In a match-up between Form Two students, the teams debated the motion "Tenants of public housing estates should be allowed to keep pets, such as cats and dogs".
Windsor Yau, Sharon Lo and Vodka Ho, of Tuen Mun Government Secondary School, which hosted the debate, supported the motion. Samantha Lai, Ellen Chan and Tiffany Tang, of DGS, opposed it.
Teachers Brian Lee, of Shung Tak Catholic English College, and Sandy Leung, of STFA Leung Kau Kui College, were the adjudicators for the debate on April 18.
The affirmative side said that keeping pets improves the owners' quality of life, especially if the owners are elderly. The team also said keeping pets was a basic human right, which should not be restricted.
The negative side argued that keeping pets can prove a nuisance, especially in the cramped living spaces of public housing estates.

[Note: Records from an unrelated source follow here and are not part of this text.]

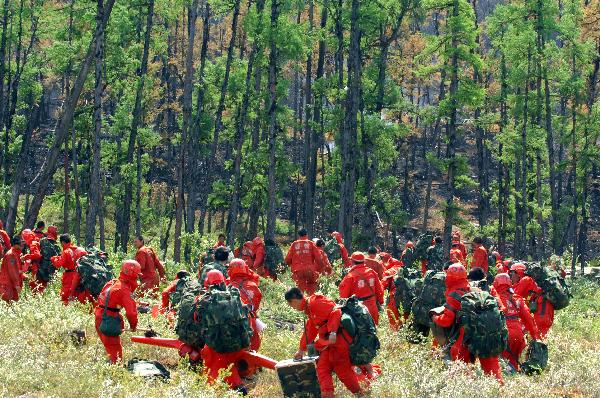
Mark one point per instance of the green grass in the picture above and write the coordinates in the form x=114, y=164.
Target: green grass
x=38, y=358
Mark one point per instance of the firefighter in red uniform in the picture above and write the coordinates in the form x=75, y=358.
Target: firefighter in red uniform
x=11, y=281
x=362, y=282
x=31, y=260
x=253, y=253
x=152, y=269
x=246, y=281
x=456, y=254
x=374, y=263
x=517, y=317
x=526, y=287
x=343, y=251
x=4, y=240
x=305, y=262
x=117, y=295
x=215, y=362
x=480, y=258
x=456, y=238
x=457, y=283
x=68, y=261
x=324, y=321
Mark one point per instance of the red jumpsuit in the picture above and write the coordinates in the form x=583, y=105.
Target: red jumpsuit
x=324, y=318
x=544, y=313
x=458, y=351
x=120, y=297
x=480, y=259
x=363, y=283
x=376, y=265
x=150, y=265
x=251, y=295
x=305, y=262
x=343, y=251
x=33, y=257
x=68, y=260
x=388, y=284
x=517, y=315
x=11, y=281
x=457, y=257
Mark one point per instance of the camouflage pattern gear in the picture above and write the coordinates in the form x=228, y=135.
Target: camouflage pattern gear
x=435, y=258
x=185, y=284
x=48, y=249
x=209, y=267
x=188, y=328
x=299, y=378
x=94, y=271
x=224, y=320
x=555, y=288
x=365, y=343
x=332, y=249
x=485, y=332
x=423, y=242
x=408, y=283
x=431, y=295
x=274, y=258
x=537, y=358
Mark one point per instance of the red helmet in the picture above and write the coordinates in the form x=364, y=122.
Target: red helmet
x=519, y=268
x=502, y=280
x=456, y=272
x=130, y=269
x=52, y=232
x=214, y=277
x=237, y=266
x=28, y=236
x=358, y=257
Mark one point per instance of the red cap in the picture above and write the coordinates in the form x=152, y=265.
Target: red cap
x=130, y=269
x=52, y=232
x=358, y=257
x=213, y=277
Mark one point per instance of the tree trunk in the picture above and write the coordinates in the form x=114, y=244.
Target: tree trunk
x=44, y=178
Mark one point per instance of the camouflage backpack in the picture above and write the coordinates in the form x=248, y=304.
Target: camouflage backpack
x=432, y=295
x=48, y=249
x=209, y=267
x=423, y=242
x=186, y=284
x=188, y=328
x=94, y=271
x=435, y=258
x=485, y=332
x=357, y=321
x=224, y=320
x=408, y=283
x=332, y=249
x=273, y=257
x=555, y=288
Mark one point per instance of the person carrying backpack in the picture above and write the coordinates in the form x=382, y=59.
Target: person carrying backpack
x=526, y=287
x=518, y=318
x=68, y=261
x=215, y=361
x=152, y=269
x=31, y=260
x=324, y=320
x=115, y=296
x=305, y=262
x=457, y=286
x=246, y=281
x=363, y=283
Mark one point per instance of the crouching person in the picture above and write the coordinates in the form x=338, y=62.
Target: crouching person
x=324, y=320
x=116, y=295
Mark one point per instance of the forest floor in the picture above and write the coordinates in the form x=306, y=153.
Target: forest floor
x=39, y=359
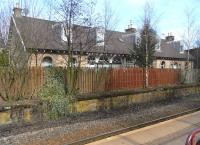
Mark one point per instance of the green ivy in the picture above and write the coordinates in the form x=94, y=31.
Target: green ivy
x=53, y=93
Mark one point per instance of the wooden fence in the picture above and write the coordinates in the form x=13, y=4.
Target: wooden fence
x=18, y=84
x=91, y=80
x=100, y=80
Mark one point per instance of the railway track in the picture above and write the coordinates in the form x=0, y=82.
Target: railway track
x=131, y=128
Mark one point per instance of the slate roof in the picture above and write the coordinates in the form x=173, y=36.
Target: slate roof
x=44, y=34
x=171, y=50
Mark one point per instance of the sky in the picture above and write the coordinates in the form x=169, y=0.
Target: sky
x=170, y=14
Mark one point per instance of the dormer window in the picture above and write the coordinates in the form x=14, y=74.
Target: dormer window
x=100, y=36
x=158, y=45
x=65, y=33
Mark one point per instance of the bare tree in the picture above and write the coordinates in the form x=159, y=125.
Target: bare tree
x=17, y=37
x=144, y=49
x=189, y=38
x=190, y=32
x=76, y=24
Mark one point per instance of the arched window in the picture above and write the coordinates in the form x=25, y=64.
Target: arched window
x=162, y=65
x=186, y=65
x=103, y=59
x=175, y=65
x=74, y=61
x=47, y=62
x=91, y=59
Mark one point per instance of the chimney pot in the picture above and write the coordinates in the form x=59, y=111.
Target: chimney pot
x=169, y=38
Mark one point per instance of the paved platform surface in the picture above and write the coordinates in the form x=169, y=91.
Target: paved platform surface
x=172, y=132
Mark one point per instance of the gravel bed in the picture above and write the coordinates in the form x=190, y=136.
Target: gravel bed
x=91, y=124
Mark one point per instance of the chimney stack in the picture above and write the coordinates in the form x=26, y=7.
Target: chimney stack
x=169, y=38
x=17, y=11
x=130, y=28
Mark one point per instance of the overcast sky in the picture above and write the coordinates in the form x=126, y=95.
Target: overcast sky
x=171, y=13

"Dogs barking is a huge concern, especially in the densely populated public housing estates," said Samantha Lai, the first speaker for the opposition.
She added: "Some people may also be allergic to animals."
To highlight safety concerns about keeping pets, her team also mentioned cases of animals that have attacked people.
However, Sharon Lo, the second speaker on the affirmative side, said pets posed no problems if their owners were responsible.
"Education, not restriction, should be the solution to keeping pets," she said.
"Cases of pets attacking people are the result of owners not taking good care of their pets.
"If pet owners are doing their job, there will be no concerns about hygiene or causing problems to" people around them, she said. "Having pets properly trained is the key. Pet owners should be given more education, rather then being banned completely from keeping animals."
Lee said both teams impressed with their research and reasoned arguments. But judges gave the victory to the affirmative side because the three speakers demonstrated better team work.
"The affirmative team had better time-keeping, rebuttals, and showed stronger teamwork. Their case development, using figures and research, was not defeated successfully by their opponents."
The opposition also lost marks because of their poor time management.
"All three speakers in the negative team went over time with their speeches, so there were penalties," Leung said.
However, Ellen Chan, the negative team's second speaker, won the "Best Speaker award.
"Her rebuttals were very strong. She did a very clever job of integrating her rebuttals into her speech," Leung said.
The contest, sponsored by The Edge Learning Centre, is organised by the Native English Speaking Teachers' Association and the South China Morning Post.